At Brilliant Earth, we believe that every company along the supply chain should join in the effort to encourage responsible mining. We try to do our part by educating consumers about mining abuses and by carefully sourcing our gems and metals. We are dedicated to raising standards in artisanal mining; we therefore buy a limited amount of Fairmined gold in addition to our recycled precious metals, and we contribute to the Diamond Development Initiative, a project to help give Africa’s diamond diggers a fairer deal.

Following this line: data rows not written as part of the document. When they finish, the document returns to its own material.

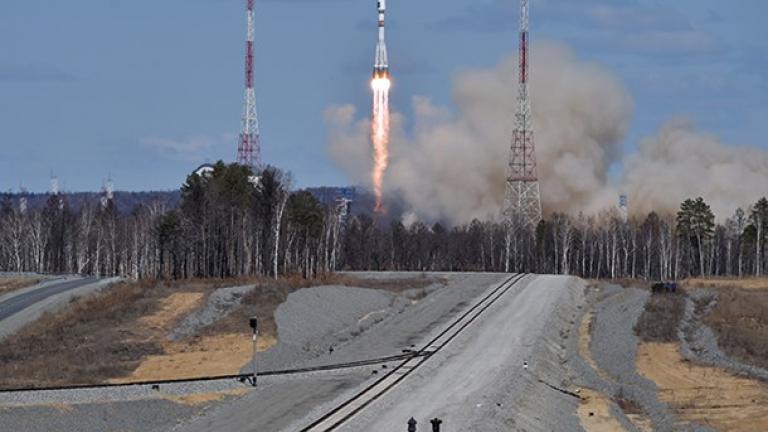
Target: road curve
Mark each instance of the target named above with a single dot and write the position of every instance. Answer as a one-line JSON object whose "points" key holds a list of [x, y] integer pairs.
{"points": [[24, 306]]}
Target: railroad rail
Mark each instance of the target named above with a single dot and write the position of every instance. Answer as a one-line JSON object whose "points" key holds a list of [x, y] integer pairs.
{"points": [[345, 411]]}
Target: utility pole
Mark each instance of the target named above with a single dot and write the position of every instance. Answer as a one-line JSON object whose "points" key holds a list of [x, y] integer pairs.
{"points": [[522, 200], [249, 146], [255, 327]]}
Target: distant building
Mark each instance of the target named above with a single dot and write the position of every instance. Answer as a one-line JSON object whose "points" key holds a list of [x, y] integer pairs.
{"points": [[204, 170]]}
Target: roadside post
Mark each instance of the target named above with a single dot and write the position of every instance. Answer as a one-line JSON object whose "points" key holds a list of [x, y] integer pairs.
{"points": [[255, 326], [436, 422], [412, 425]]}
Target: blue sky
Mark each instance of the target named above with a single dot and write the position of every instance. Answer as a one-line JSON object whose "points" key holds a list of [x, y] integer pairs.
{"points": [[143, 91]]}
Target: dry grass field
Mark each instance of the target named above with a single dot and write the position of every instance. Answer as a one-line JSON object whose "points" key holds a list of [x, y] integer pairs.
{"points": [[121, 335], [705, 395], [740, 317]]}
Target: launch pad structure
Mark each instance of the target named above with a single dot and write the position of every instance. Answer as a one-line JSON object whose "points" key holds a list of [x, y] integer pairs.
{"points": [[522, 199]]}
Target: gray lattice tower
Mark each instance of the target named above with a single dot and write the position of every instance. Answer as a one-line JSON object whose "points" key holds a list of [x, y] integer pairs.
{"points": [[522, 200], [249, 146]]}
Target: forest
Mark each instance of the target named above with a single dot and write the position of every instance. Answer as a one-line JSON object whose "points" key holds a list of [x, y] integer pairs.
{"points": [[230, 223]]}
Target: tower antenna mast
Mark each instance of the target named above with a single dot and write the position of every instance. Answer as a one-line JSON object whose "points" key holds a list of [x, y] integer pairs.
{"points": [[522, 200], [249, 147]]}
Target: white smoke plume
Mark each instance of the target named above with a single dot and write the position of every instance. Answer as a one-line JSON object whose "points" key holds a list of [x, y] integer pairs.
{"points": [[451, 166]]}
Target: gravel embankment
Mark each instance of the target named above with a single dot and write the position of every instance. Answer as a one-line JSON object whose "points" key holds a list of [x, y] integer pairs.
{"points": [[699, 343], [220, 303], [614, 349], [541, 406]]}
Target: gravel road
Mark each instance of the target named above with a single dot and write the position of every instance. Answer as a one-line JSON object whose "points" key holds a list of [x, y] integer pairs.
{"points": [[476, 384], [277, 406]]}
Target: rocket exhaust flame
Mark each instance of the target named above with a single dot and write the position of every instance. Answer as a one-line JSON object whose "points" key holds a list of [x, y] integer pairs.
{"points": [[380, 84], [380, 137]]}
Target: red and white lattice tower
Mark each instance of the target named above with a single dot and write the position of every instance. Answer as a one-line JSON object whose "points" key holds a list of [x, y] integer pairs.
{"points": [[249, 147], [522, 201]]}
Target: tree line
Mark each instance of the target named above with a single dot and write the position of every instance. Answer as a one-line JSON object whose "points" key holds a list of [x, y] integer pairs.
{"points": [[232, 223]]}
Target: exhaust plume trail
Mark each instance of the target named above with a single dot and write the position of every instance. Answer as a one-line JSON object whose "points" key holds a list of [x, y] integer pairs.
{"points": [[380, 84]]}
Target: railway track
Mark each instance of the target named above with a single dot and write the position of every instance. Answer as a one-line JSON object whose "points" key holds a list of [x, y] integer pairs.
{"points": [[240, 377], [345, 411]]}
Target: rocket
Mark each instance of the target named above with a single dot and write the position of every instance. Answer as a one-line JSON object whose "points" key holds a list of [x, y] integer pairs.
{"points": [[381, 63]]}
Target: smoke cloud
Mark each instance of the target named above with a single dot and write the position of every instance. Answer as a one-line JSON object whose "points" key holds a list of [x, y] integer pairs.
{"points": [[451, 165], [680, 162]]}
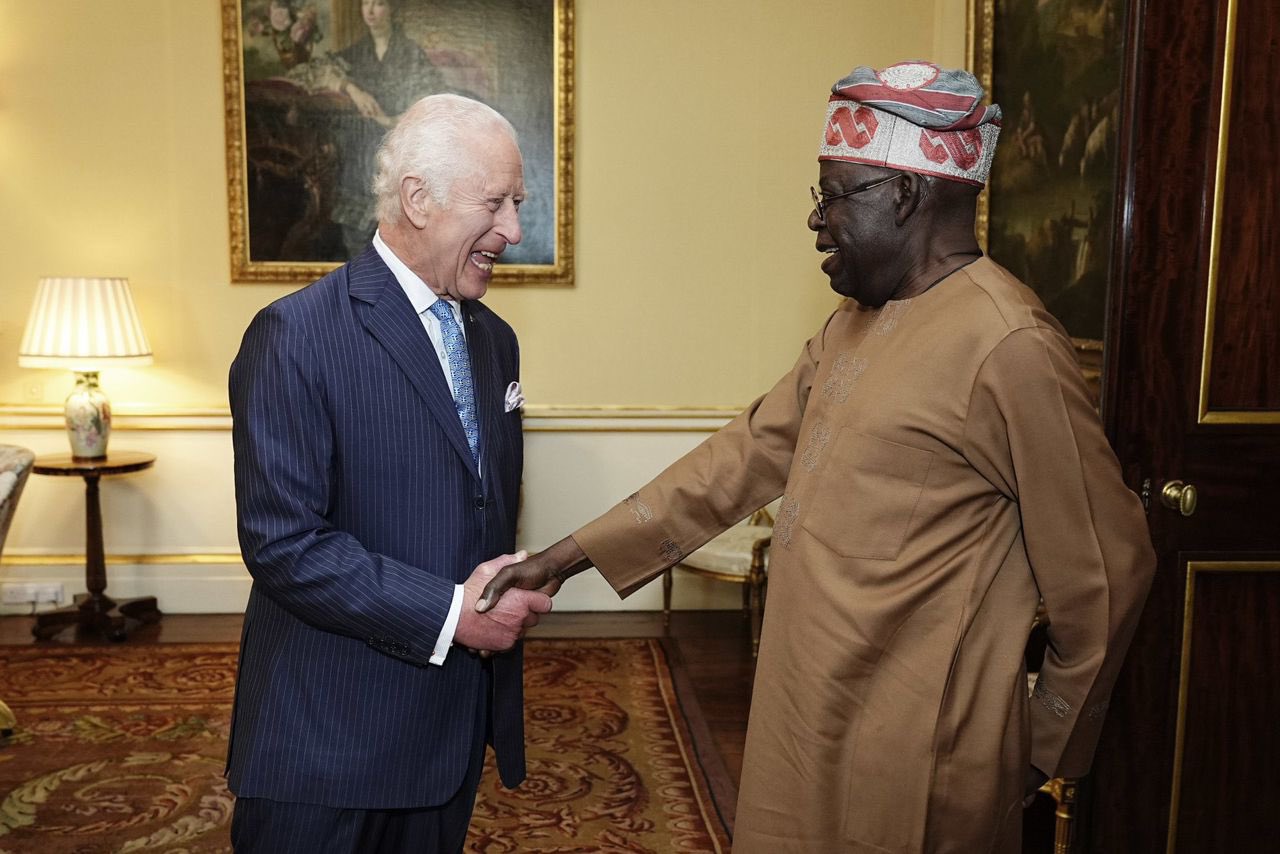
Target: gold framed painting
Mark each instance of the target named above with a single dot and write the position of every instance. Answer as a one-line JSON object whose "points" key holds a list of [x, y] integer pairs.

#3: Creating Transparent Supply Chains
Many responsible voices in the jewelry industry would stop with a combination of approaches #1 and #2. However, there’s a third approach to responsible jewelry that shouldn’t be left out of the mix: creating transparent supply chains.
Currently, most jewelry retailers don’t know where their gems and metals are from. If the industry took an approach centered on transparency, mining companies would partner with distributors and retailers to ensure that all gems and metals could be traced back to specific countries and mines. (At Brilliant Earth, we use recycled gold and platinum and provide origin information for our precious gems.)
Creating a transparent jewelry supply chain is important for a few reasons. Transparency could help unleash the power of consumers to drive standards higher. Greater transparency in the supply chain could also reduce smuggling, thereby helping governments earn more revenue and making it harder to sell conflict diamonds and gold on the black market. In other words, greater transparency could assist with approaches #1 and #2—enhancing the good done by the jewelry industry and limiting the bad.
We think that all three of these approaches are essential and that it’s not enough to focus on only one of them. What do you think?